O jornal i venceu o prémio máximo da Society for News Design (SND). O júri considerou que o matutino lançado em 2009 tem o “melhor design do mundo”.
“Nesta era de grande sublevação nos media, a decisão foi tomada pelo critério da inovação”, explicaram numa nota conjunta os jurados, cinco profissionais da comunicação da Alemanha, dos Estados Unidos da América (EUA), da Rússia e do Canadá.
Considerando que muitas publicações, devido à crise, têm revelado grande “tenacidade” e “inteligência” para se reforçarem, os responsáveis sublinharam que “o jornal diário português i se destacou pela sua habilidade em aproveitar da melhor maneira a linguagem visual dos jornais, revistas e outras publicações, e criar algo novo que é mais do que a soma das partes”.

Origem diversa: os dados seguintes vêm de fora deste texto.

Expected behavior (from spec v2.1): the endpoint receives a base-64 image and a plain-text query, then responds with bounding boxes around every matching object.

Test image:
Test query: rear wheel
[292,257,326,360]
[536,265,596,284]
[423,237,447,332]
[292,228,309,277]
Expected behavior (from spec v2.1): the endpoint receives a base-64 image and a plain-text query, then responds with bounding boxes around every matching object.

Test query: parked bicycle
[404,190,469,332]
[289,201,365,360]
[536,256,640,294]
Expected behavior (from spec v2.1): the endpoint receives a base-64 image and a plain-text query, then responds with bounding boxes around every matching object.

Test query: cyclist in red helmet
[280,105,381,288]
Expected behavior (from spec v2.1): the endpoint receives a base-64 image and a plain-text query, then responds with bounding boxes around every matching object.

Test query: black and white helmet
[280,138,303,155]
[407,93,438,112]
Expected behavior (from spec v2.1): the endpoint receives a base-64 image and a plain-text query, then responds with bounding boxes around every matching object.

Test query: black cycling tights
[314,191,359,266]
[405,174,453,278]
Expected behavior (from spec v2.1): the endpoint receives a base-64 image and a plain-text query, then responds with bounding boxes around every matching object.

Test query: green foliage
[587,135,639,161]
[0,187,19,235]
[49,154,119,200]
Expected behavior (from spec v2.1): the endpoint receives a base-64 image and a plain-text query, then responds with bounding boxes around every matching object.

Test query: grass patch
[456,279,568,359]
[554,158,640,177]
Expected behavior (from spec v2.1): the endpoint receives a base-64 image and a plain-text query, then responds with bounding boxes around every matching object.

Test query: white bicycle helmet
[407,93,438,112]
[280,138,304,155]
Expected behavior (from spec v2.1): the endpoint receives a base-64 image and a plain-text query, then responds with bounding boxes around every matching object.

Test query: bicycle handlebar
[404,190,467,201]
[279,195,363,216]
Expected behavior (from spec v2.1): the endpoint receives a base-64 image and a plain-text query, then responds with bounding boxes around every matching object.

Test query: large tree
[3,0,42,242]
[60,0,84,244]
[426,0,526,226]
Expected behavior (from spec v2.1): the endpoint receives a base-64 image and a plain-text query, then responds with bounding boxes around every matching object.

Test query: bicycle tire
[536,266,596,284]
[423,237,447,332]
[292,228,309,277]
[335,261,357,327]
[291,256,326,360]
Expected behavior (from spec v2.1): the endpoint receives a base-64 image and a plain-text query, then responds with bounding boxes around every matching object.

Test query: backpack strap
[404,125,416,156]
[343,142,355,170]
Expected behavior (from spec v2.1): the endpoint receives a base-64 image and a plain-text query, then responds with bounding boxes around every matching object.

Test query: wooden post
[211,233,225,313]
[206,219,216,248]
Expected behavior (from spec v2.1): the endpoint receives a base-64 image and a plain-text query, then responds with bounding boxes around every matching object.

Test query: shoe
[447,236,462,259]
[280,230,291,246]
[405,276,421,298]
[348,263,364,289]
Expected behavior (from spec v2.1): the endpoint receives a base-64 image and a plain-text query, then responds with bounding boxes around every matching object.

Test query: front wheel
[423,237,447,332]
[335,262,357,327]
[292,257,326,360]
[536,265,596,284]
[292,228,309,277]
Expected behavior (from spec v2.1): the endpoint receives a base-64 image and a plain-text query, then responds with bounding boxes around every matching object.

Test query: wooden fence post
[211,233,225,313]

Segundo os membros do júri, o jornal i (o ‘i’ serve de abreviatura de informação) “é compacto, é fresco, é consistente, mas ainda assim cheio de surpresas”.
O seu formato ao estilo das revistas é elogiado, bem como o facto de conter muita informação, porém, “extremamente bem organizada”.

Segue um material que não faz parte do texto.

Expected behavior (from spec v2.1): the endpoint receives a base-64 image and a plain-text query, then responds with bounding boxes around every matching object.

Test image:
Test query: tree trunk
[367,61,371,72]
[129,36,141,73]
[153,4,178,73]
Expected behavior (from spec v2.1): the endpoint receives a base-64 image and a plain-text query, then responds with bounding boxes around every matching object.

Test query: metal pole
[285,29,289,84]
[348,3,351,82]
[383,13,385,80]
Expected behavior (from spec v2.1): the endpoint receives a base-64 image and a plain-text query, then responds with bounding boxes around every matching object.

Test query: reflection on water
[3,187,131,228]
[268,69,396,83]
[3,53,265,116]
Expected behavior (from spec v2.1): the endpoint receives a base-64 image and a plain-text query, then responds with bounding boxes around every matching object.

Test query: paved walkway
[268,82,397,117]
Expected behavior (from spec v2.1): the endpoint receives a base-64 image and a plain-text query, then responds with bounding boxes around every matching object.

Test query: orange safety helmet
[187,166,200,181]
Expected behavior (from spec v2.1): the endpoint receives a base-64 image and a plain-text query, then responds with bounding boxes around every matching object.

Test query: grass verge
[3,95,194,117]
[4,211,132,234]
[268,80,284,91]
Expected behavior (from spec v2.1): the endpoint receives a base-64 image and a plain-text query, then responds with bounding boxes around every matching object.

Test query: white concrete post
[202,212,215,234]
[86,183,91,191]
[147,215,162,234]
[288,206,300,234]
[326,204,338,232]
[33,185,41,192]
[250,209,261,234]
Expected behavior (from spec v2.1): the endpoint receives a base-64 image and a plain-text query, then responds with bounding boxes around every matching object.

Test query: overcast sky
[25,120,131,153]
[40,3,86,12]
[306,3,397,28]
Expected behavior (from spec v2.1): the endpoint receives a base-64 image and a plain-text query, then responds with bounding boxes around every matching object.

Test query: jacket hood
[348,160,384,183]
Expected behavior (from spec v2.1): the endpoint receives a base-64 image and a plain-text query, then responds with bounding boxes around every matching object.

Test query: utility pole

O jornal i “anda na linha entre um jornal e uma revista com perfeito balanço”, destaca o júri, frisando que o matutino oferece “os conteúdos tradicionais dos jornais com uma nova e atraente apresentação”.
A qualidade das capas do diário é realçada, no sentido em que “apelam à curiosidade do leitor” e, um dos júris, a propósito da edição que trazia o escritor José Saramago como ilustração, disse que a mesma “é fantástica”. O responsável assinalou que “cada página oferece coisas que só dão vontade de devorar”.
Entre inúmeras outras considerações positivas sobre o i, o júri admite que o jornal possa “inspirar os jornalistas e editores visuais em qualquer parte do mundo para que repensem os seus modelos e criem novos que melhor sirvam as suas audiências”.
E concluem: “Encorajamos todos os designers a aplicarem semelhante criatividade e tenacidade para encontrarem a sua própria voz, expressando-a com convicção e excelência, independentemente do número de funcionários ou da capacidade de acesso a outros recursos”.